Caviar comes from the nearest organic farm possible, which is located in the Austrian Alps (let’s say they are about a 3-hour drive away). Alpine Caviar’s champion, besides members of a small family farm, is a sturgeon. Due to its less salted roe letting the unique nutty taste shine through, it is one of a kind. The biggest influence on the flavor is pristine water and a rare honor for the sturgeon to live its adolescent life in the wild, swimming and eating away wild prey. Such a precious ingredient is an exciting find that is permanently on Gric Restaurant’s 11-course degustation menu.

Delicious
Delicious

Iron Beef

Beef aged for seven months was a clear star of the iron plate, even though it had strong companions. However, black koji was another strong player that demanded attention, besides the plate fit for an open flame. A koji fungus is special and certified as the “National Mold of Japan”, so no pressure. Umami pack with a touch of bitterness and saltiness bonded well also with swiss chard rolls. But for the best bite, we had to unite all components including the light sauce made of stalks.

7-months dry-aged beef with black koji and swiss chard
7-months dry-aged beef with black koji and swiss chard

Dessert

Pumpkin Rose

The queen of flowers sent us lip-smacking way with melt-in-your-mouth pumpkin semifreddo. Passion for the original flavors prevented excessive use of salt and sugar, leading to a balanced treat. Due to exquisite seasonings, we got the best part of the buttery pumpkin and fragrant rose meeting each other. Compact pumpkin shined in warm tones while rose variations invigorated and perfumed the way for the gentle perilla oil.

Pumpkin semifreddo with rose three ways
Pumpkin semifreddo with rose three ways

Goat’s Yogurt with Juzu

A dessert where sugar has a place only between toasted sesame seeds might not be enough for our intense sweet tooth. At least, that was our first thought. As it turned out, the light confection with airy juzu cream was spot on for a hot summer day. Fragrant green shiso-infused luscious goat’s yogurt with a combination of fruit and sweet-smelling flowers. It tasted especially wonderful when we combined it all in one bite.

Chef’s Sweet Goodbye

The First Milk

Goat’s colostrum was all about nourishing flavors. This wholesome bite was effortlessly uplifted by the vanilla-clove-like phlox aroma.

Sweet goodbye for our Restaurant Gric Review
Sweet goodbye for our Restaurant Gric Review

Pick Me Up

Fruity seaberry mousse with intense medlar filling was divine with sweet and sour drives.

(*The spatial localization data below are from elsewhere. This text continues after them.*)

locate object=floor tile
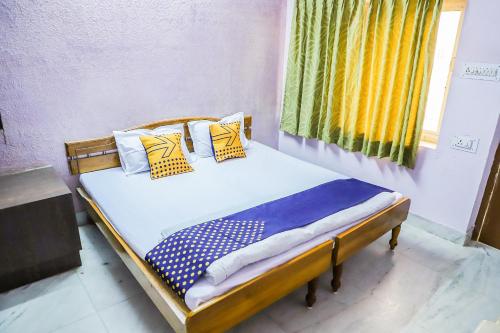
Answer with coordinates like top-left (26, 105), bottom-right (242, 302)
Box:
top-left (99, 293), bottom-right (173, 333)
top-left (364, 251), bottom-right (443, 304)
top-left (396, 224), bottom-right (472, 274)
top-left (51, 314), bottom-right (107, 333)
top-left (341, 239), bottom-right (401, 293)
top-left (296, 293), bottom-right (408, 333)
top-left (77, 260), bottom-right (143, 310)
top-left (79, 224), bottom-right (113, 250)
top-left (403, 249), bottom-right (500, 333)
top-left (266, 272), bottom-right (367, 332)
top-left (229, 311), bottom-right (287, 333)
top-left (78, 243), bottom-right (122, 272)
top-left (0, 283), bottom-right (95, 333)
top-left (399, 323), bottom-right (430, 333)
top-left (406, 290), bottom-right (500, 333)
top-left (455, 249), bottom-right (500, 299)
top-left (0, 270), bottom-right (80, 311)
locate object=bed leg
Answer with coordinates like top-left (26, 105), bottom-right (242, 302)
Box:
top-left (331, 263), bottom-right (343, 293)
top-left (306, 278), bottom-right (318, 308)
top-left (389, 224), bottom-right (401, 250)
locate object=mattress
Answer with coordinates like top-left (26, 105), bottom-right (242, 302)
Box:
top-left (80, 141), bottom-right (401, 309)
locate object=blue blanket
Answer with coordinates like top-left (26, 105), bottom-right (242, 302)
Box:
top-left (145, 178), bottom-right (390, 298)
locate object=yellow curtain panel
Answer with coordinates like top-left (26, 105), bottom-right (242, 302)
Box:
top-left (281, 0), bottom-right (442, 168)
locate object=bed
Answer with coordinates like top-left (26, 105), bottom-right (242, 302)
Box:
top-left (65, 115), bottom-right (410, 333)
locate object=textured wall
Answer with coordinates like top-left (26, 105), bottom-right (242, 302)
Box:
top-left (279, 0), bottom-right (500, 235)
top-left (0, 0), bottom-right (285, 210)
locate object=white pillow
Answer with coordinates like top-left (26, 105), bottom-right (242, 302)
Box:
top-left (188, 112), bottom-right (249, 158)
top-left (113, 124), bottom-right (196, 175)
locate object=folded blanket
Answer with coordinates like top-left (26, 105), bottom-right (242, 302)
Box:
top-left (145, 178), bottom-right (392, 299)
top-left (205, 191), bottom-right (398, 285)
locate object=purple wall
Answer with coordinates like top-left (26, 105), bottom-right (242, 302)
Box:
top-left (0, 0), bottom-right (285, 210)
top-left (279, 0), bottom-right (500, 235)
top-left (1, 0), bottom-right (498, 235)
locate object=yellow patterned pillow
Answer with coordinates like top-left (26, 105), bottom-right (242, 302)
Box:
top-left (140, 133), bottom-right (193, 179)
top-left (209, 122), bottom-right (246, 162)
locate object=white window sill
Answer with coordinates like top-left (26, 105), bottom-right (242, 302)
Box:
top-left (420, 140), bottom-right (437, 150)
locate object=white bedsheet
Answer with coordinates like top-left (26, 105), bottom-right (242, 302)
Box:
top-left (80, 141), bottom-right (401, 309)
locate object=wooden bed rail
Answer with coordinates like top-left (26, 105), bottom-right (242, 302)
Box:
top-left (65, 115), bottom-right (252, 175)
top-left (330, 197), bottom-right (411, 292)
top-left (333, 198), bottom-right (410, 264)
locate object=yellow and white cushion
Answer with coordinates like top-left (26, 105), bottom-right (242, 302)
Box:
top-left (140, 133), bottom-right (193, 179)
top-left (187, 112), bottom-right (249, 158)
top-left (113, 124), bottom-right (196, 175)
top-left (209, 122), bottom-right (246, 163)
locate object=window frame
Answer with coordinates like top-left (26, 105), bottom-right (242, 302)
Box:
top-left (421, 0), bottom-right (467, 145)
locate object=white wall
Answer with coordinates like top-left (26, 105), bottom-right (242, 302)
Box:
top-left (279, 0), bottom-right (500, 235)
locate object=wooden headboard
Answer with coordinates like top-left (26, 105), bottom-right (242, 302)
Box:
top-left (65, 116), bottom-right (252, 175)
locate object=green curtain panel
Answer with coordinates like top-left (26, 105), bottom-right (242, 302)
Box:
top-left (281, 0), bottom-right (442, 168)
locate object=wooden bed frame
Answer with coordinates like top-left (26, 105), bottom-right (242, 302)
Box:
top-left (65, 115), bottom-right (410, 333)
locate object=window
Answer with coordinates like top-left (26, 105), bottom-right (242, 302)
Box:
top-left (421, 1), bottom-right (465, 145)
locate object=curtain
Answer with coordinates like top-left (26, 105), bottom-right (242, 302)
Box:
top-left (281, 0), bottom-right (442, 168)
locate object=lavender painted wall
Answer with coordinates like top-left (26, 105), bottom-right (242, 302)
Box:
top-left (0, 0), bottom-right (284, 210)
top-left (279, 0), bottom-right (500, 235)
top-left (1, 0), bottom-right (498, 234)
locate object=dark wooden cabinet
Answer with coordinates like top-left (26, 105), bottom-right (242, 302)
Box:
top-left (0, 166), bottom-right (81, 292)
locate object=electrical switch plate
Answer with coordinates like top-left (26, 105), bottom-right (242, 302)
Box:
top-left (461, 62), bottom-right (500, 81)
top-left (451, 135), bottom-right (479, 153)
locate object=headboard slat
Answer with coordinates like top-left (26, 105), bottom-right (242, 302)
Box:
top-left (65, 115), bottom-right (252, 175)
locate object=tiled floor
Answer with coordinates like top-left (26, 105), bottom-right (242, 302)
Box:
top-left (1, 217), bottom-right (499, 333)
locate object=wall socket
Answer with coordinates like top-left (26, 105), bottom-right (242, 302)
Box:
top-left (451, 135), bottom-right (479, 153)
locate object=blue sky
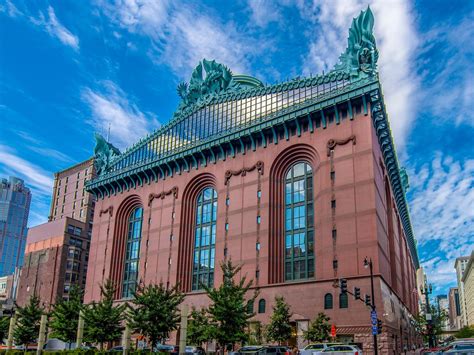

St. John’s Wort flower hiding the medlar filling on the seaberry mousse
St. John’s Wort flower hiding the medlar filling on the seaberry mousse

Tonka You

Innocent-looking cookie made of burned dough was gentle tasting with a crunch on the outside. The not-too-sweet base for the tonka cream was an utter joy that let the tonka’s famous complex nutty vanilla flavours shine through.

Cocoa Blues

Shiny-looking quenelle made of cocoa with thyme cream tasted sophisticated and mature.

Thyme infused cocoa quenelle
Thyme infused cocoa quenelle

After Eight

Chocolate ducks represented the house version of After Eight, which was intense and left our mouth feeling refreshed.

Final Thought

Here, we came to the end of this extended Restaurant Gric Review, and I hope you are as ecstatic as we are. Whole food is becoming increasingly challenging to get and when it is enriched and prepared with such devotion it is an honor to enjoy it. You can see that, the chef understands the whole circle of ingredients and has the skills how to bring it to the next level. One element here is critical, and they respect it – time. Some ingredients are much better with the help of time. So why not take some time and enjoy being on cloud nine? We truly loved the view over the garden silently stating that this is as fresh as it gets. Warmly recommended!